I just finished a book called The Interestings. And it was. In fact, it was superb. Other than the dubious title, this novel by Meg Wolitzer did everything I hope a book can do. Swept me up into a world that I couldn’t wait to re-enter each night, peopled with—well, interesting people who I cared about. I was carried expertly through the twist and turns of a plot that more than satisfied my need for intrigue and drama and to top it off, it took place in a time and place (the U.S. between 1974 and the present day) that I knew. I will shelf it alongside Jonathan Franzen’s The Corrections (a book I also mostly read in Salzburg in 2003), David James Duncan’s The Brothers K and Richard Powers’ The Time of Our Singing as other similar books in a similar place and time.

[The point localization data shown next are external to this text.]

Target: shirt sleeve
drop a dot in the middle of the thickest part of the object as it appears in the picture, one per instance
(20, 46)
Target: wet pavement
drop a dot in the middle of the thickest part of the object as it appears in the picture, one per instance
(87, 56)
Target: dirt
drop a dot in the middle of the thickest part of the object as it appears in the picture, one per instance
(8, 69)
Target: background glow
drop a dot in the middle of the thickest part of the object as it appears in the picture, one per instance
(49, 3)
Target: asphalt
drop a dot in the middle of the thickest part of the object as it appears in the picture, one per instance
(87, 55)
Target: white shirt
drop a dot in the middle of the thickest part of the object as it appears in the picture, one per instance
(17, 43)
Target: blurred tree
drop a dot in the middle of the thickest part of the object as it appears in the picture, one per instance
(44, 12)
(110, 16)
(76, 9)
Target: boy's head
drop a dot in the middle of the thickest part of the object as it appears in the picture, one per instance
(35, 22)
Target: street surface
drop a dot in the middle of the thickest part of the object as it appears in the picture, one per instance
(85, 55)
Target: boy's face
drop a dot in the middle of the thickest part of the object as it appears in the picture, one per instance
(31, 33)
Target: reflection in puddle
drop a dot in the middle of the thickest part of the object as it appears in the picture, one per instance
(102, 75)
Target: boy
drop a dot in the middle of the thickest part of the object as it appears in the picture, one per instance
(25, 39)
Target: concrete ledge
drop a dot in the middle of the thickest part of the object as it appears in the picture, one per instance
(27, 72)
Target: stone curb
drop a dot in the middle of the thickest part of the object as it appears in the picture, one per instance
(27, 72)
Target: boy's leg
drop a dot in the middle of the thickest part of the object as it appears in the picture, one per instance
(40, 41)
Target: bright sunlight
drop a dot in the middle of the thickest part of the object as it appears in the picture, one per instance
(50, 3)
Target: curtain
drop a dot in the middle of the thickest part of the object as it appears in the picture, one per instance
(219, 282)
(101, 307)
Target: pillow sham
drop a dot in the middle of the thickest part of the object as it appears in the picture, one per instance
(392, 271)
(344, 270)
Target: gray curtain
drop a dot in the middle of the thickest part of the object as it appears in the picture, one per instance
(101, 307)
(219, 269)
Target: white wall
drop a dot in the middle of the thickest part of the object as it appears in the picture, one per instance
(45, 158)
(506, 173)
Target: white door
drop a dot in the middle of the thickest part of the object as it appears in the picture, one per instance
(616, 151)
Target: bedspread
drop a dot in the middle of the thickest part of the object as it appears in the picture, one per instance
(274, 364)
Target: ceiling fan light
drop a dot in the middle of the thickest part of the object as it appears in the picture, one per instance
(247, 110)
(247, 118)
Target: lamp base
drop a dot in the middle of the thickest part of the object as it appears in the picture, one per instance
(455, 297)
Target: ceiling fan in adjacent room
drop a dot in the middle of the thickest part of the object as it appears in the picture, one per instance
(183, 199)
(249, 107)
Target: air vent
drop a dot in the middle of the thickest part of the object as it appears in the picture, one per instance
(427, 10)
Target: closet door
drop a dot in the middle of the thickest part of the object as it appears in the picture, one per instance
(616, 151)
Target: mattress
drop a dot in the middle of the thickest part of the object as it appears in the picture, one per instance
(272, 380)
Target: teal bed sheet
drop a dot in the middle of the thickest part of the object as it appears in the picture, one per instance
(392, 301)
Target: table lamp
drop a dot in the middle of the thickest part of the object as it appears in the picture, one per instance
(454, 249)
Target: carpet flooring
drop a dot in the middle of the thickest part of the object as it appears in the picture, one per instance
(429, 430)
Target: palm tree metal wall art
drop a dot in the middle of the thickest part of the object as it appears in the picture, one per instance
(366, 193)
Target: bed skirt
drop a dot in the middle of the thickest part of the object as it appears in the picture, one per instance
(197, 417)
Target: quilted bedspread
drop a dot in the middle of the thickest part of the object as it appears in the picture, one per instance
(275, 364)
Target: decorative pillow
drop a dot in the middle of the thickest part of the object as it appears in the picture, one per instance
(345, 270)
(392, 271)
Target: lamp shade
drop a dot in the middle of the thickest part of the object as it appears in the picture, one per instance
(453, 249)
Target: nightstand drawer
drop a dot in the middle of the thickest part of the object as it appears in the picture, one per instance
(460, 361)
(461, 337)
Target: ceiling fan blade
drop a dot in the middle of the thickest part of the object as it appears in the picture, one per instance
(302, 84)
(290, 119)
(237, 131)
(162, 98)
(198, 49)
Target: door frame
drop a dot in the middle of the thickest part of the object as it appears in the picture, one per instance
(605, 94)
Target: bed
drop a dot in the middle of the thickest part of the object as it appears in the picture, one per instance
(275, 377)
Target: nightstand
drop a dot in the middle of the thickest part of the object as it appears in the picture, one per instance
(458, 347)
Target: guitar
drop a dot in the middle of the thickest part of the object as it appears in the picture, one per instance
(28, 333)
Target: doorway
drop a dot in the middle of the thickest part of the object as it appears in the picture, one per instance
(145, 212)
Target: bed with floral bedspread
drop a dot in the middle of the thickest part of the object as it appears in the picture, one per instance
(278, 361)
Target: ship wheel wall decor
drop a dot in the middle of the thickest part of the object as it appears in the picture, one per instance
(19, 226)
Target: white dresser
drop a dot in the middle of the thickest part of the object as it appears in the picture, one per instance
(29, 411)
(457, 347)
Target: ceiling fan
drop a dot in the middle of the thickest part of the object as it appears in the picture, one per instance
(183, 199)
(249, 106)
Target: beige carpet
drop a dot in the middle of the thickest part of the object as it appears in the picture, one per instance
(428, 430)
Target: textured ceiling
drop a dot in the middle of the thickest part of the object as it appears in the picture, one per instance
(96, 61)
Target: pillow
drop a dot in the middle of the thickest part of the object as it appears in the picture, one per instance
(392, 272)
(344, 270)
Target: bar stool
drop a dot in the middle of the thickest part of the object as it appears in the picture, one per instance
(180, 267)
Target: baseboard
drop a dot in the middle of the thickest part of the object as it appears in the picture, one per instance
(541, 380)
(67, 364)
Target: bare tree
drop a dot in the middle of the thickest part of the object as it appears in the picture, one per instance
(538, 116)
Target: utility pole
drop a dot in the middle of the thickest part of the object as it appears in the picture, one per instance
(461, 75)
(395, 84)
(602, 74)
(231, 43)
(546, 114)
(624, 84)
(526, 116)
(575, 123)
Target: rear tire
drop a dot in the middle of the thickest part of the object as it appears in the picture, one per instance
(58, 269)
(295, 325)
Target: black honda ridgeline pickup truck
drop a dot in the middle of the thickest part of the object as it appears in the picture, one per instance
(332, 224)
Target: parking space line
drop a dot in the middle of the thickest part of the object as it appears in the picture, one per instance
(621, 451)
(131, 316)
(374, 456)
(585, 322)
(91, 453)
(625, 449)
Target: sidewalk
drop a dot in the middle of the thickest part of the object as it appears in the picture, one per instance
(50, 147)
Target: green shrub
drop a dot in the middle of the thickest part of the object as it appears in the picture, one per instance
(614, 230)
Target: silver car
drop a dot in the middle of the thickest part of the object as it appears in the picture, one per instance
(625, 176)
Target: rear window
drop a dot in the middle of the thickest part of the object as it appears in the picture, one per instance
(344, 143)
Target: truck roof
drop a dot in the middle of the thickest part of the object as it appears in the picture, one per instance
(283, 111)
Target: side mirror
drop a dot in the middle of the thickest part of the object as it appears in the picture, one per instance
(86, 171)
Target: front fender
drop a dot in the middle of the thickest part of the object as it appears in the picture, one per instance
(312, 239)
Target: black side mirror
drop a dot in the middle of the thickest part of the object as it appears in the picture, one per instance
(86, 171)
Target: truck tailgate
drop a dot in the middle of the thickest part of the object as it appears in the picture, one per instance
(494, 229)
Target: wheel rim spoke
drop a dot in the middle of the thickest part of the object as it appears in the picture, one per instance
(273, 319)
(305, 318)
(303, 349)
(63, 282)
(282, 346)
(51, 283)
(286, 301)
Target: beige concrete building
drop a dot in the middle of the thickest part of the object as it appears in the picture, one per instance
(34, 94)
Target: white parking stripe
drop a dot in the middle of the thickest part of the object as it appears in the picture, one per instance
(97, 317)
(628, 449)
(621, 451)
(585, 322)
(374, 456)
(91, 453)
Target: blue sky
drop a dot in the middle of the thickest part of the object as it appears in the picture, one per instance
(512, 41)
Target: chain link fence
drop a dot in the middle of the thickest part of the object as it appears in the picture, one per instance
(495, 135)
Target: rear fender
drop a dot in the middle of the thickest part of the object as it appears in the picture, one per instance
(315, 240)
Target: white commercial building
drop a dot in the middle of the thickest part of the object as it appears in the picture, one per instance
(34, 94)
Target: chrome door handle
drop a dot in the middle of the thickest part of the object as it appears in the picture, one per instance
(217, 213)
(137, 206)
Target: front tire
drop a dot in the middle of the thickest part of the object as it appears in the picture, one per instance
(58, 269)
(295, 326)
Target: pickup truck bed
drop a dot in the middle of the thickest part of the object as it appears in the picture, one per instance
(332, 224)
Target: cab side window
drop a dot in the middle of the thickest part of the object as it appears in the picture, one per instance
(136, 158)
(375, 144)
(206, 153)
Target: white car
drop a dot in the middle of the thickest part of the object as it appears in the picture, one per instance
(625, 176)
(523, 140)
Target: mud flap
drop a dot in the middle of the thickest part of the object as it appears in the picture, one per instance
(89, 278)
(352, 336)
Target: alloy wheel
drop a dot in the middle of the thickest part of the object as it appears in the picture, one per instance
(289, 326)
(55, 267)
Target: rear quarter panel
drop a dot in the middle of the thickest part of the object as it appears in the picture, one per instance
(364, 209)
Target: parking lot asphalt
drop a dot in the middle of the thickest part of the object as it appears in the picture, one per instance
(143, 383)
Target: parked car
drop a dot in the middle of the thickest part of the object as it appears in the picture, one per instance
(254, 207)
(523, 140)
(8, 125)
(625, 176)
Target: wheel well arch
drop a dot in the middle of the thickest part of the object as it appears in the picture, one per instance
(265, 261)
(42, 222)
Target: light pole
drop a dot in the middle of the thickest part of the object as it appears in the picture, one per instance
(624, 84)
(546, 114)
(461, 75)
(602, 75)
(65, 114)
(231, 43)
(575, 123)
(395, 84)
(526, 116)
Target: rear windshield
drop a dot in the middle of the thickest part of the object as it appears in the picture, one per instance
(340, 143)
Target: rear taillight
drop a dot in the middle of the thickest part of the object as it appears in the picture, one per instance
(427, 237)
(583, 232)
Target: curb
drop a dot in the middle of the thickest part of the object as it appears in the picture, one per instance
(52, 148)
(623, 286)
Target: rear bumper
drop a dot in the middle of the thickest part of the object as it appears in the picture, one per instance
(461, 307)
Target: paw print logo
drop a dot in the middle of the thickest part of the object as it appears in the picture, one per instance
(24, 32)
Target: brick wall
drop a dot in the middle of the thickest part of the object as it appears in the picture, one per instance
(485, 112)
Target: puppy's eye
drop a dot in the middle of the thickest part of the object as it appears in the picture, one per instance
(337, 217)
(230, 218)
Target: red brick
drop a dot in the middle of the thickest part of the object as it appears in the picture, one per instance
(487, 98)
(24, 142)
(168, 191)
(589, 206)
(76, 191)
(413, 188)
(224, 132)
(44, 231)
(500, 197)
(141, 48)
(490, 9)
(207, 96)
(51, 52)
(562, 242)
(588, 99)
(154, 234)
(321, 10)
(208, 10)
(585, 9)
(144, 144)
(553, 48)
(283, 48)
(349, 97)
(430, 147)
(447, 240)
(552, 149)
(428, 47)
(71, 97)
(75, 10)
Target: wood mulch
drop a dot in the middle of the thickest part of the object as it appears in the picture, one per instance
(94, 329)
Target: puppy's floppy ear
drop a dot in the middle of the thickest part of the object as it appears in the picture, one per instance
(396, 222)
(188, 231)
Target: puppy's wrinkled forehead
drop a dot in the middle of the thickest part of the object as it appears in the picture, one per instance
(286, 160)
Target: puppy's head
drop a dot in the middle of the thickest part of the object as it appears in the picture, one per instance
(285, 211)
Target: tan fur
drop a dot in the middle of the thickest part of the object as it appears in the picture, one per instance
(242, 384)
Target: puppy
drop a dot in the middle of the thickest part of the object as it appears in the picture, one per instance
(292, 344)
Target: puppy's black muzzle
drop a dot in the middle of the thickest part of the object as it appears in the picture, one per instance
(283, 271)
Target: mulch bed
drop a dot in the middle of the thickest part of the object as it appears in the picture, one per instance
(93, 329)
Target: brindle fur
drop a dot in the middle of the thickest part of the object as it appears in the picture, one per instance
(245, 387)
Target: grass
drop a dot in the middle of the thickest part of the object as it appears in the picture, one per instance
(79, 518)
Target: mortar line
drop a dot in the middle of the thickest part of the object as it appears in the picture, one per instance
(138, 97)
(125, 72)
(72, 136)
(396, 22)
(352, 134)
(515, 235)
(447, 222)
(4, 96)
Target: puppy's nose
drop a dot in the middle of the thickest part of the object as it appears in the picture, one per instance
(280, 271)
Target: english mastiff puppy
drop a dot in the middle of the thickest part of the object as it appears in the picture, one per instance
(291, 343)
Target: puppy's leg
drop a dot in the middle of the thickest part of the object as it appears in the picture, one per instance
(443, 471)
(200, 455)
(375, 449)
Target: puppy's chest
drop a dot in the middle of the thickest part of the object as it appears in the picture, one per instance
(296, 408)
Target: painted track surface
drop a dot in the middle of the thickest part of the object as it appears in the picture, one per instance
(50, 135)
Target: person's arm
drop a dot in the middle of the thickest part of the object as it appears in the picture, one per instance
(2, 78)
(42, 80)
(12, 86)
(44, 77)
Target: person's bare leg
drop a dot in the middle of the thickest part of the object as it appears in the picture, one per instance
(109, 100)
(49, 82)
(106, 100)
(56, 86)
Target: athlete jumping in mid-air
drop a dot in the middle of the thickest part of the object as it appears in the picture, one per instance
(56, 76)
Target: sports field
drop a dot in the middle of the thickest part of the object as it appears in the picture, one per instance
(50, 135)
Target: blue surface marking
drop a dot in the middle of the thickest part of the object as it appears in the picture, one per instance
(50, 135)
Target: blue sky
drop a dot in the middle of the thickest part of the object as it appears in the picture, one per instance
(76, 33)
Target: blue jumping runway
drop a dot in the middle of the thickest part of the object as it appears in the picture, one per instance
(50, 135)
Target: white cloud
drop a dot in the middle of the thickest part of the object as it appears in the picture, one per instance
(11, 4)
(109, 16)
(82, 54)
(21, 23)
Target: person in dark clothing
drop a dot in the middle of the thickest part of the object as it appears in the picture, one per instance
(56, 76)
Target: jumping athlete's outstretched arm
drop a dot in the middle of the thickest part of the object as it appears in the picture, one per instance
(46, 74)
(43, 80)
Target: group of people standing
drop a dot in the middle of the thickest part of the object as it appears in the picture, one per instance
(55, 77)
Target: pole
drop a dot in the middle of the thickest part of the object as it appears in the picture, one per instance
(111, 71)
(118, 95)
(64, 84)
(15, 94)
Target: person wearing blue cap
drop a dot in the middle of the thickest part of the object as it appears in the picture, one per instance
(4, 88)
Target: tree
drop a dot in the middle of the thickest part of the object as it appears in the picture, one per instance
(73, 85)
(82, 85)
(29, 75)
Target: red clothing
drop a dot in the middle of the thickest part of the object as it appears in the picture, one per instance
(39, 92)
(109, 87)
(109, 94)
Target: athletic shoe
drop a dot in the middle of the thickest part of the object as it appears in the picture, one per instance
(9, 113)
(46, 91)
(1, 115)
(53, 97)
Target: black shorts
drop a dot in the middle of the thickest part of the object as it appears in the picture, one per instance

Ms. Wolitzer is first-class writer, in full command of an intricate cast of characters and both the joined and separate trajectories of their lives over 40 years. Her sentences sing with poetry and hum with philosophical insight and never artificially so, also at home in the plain talk of the day-to-day. When I reluctantly finished it last night, I went back to re-read the first chapter and could almost imagine reading it all over again, the language was so enticing. Damn, I’m going to miss Jules and Dennis and Ethan and Ash and the rest of them! My life these days is pretty interesting and I’m loving meeting up with my own tribe of fascinating characters, but isn’t a pleasure to have your own world plus another each day? And then add in a series like Downton Abby and suddenly, you’re living multiple lives and all of them intriguing enough to get you up in the morning and wonder, “What will happen next?”

I’m happy to report that my old geezer habit of browsing in physical bookstores (thank you, Green Apple, San Francisco!) has paid off handsomely. I take risks and buy books that seem promising (despite my wife’s urging to use the library, I want to support authors and bookstores and pass the good ones on to the family) and mostly, it has paid off! This is how I “discovered” Lisa See and Jonathan Tropper and Jess Walter and now Meg Wolitzer and it’s always a great feeling when I see they’ve written other books. Of course, recommendations from friends is still a viable voyage into discovering new worlds, but I still love the stalking down a bookstore aisle with antennae up and feeling little signals whispering “Choose me!” Are the books looking at us too and thinking, “Hmm. He looks like someone who would like me. Psst! Hey, buddy! Over here!”?

And so (in the style of my childhood 5th grade book reports), “if you want to find out what happens to Jules and Ethan, I suggest you read this book.”